FloodBot in Smart City
Led by Nirmalya Roy, Ph. D.
Nirmalya Roy is currently an Associate Professor and Graduate Program Director in the Department of Information Systems at University of Maryland Baltimore County. He directs the Mobile, Pervasive and Sensor Computing Group (MPSC). He was a Clinical Assistant Professor in the School of Electrical Engineering and Computer Science at Washington State University from January 2012 to June 2013. Prior to that, he worked as a Research Scientist at Institute for Infocomm Research (I2R), Singapore from 2010 to 2011. He was as a postdoctoral fellow in Electrical and Computer Engineering Department at The University of Texas at Austin from 2008 to 2009. He received his Ph.D. and M.S. in Computer Science and Engineering from The University of Texas at Arlington in 2008 and 2004 respectively.

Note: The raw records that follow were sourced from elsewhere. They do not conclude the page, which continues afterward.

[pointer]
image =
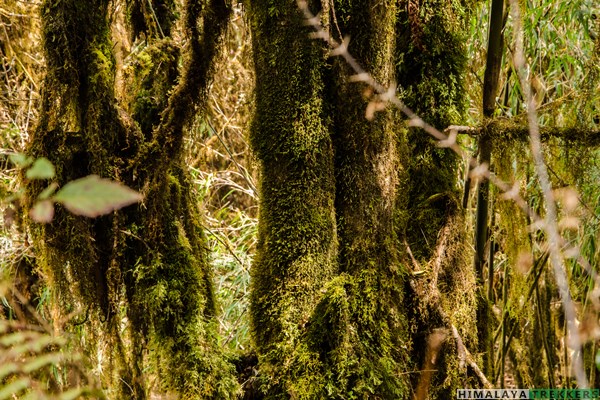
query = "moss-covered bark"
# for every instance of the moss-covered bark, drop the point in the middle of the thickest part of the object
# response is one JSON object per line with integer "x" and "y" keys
{"x": 145, "y": 265}
{"x": 431, "y": 60}
{"x": 367, "y": 169}
{"x": 297, "y": 247}
{"x": 320, "y": 156}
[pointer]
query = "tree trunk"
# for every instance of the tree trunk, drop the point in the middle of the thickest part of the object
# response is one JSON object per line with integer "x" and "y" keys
{"x": 145, "y": 265}
{"x": 329, "y": 314}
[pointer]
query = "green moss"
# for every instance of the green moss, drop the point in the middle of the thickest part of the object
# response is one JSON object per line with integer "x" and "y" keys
{"x": 149, "y": 260}
{"x": 327, "y": 199}
{"x": 431, "y": 60}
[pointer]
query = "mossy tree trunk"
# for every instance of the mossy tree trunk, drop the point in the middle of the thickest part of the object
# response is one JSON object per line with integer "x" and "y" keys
{"x": 342, "y": 195}
{"x": 145, "y": 265}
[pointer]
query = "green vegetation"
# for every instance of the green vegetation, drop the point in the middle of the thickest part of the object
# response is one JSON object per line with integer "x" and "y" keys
{"x": 287, "y": 234}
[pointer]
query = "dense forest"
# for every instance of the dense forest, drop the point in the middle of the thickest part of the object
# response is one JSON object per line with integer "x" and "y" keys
{"x": 334, "y": 199}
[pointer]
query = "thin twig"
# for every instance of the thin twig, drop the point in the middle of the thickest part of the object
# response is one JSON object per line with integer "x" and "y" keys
{"x": 551, "y": 220}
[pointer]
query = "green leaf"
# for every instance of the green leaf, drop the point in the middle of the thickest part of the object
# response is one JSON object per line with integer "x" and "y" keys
{"x": 42, "y": 212}
{"x": 10, "y": 390}
{"x": 42, "y": 168}
{"x": 93, "y": 196}
{"x": 21, "y": 160}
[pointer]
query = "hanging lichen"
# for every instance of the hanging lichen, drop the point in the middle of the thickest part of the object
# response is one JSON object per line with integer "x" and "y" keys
{"x": 144, "y": 265}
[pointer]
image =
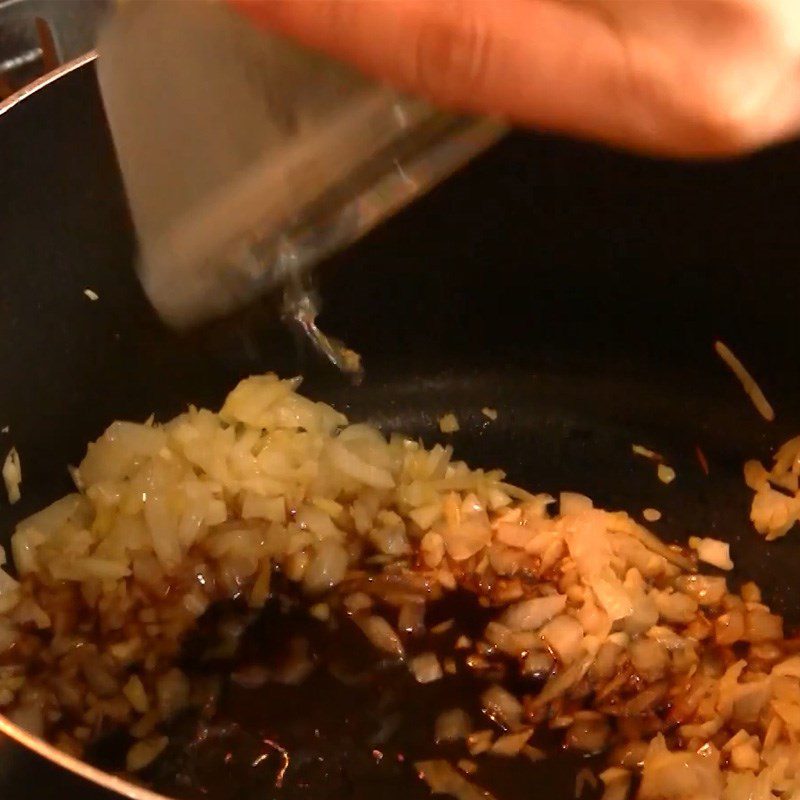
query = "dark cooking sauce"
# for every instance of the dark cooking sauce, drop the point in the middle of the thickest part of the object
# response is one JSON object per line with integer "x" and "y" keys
{"x": 349, "y": 725}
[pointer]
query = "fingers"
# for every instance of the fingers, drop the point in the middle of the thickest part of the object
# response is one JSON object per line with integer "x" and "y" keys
{"x": 535, "y": 62}
{"x": 659, "y": 78}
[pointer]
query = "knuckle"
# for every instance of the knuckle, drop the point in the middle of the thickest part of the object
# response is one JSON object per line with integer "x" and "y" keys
{"x": 451, "y": 55}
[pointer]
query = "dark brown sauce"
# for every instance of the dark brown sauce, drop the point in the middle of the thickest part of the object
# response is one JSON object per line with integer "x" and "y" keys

He did his Bachelors in Computer Science and Engineering from Jadavpur University, India in 2001.
Project:
Storms and floods cause 70% of the world’s natural disasters. These natural disasters affect on average up to 200 million people in a year, with economic losses between US$50 billion to US$100 billion annually. PI Roy and his team have been investigating how to effectively use multimodal data sources from wireless sensor and social networks such as tweets to improve the resiliency of natural disasters. The project is building predictive data analytics techniques to forecast the severity of flash floods and investigating the appropriateness, and representation of micro-blogging services, and feeds from social network sites associated with real-time flash flood events. The project is augmenting the multi-modal sensor-based data analytics model with human generated facts and observations from micro-blogging services and engineering its real deployment for detecting and assessing the emergent flood situation in a severely flash flood prone area, Ellicott City in Maryland. The team is collaborating with local government officials to deploy and test the proposed flood monitoring and warning systems in Ellicott City. The deployment and adaptation of such early warning systems are on the rise, but their integration with today’s automatic speech recognition system and voice assistance is limited. Motivated by this, we envision that in case of a flash flood event the community would be interested to know about the potential danger in-place of their interest just by asking a simple question. A just-in-time short and relevant answer about the current situation instead of searching a news article or scanning through social media feeds would be more helpful. Therefore, we plan to investigate a real-time flood monitoring chatbot, FloodBot which can assimilate contextual information and infuse the conversational AI power of using various deep learning models. The REU students will be directed to work on this real-time flood monitoring chatbot project and help collect, annotate and visually parse images from potentially hazardous areas.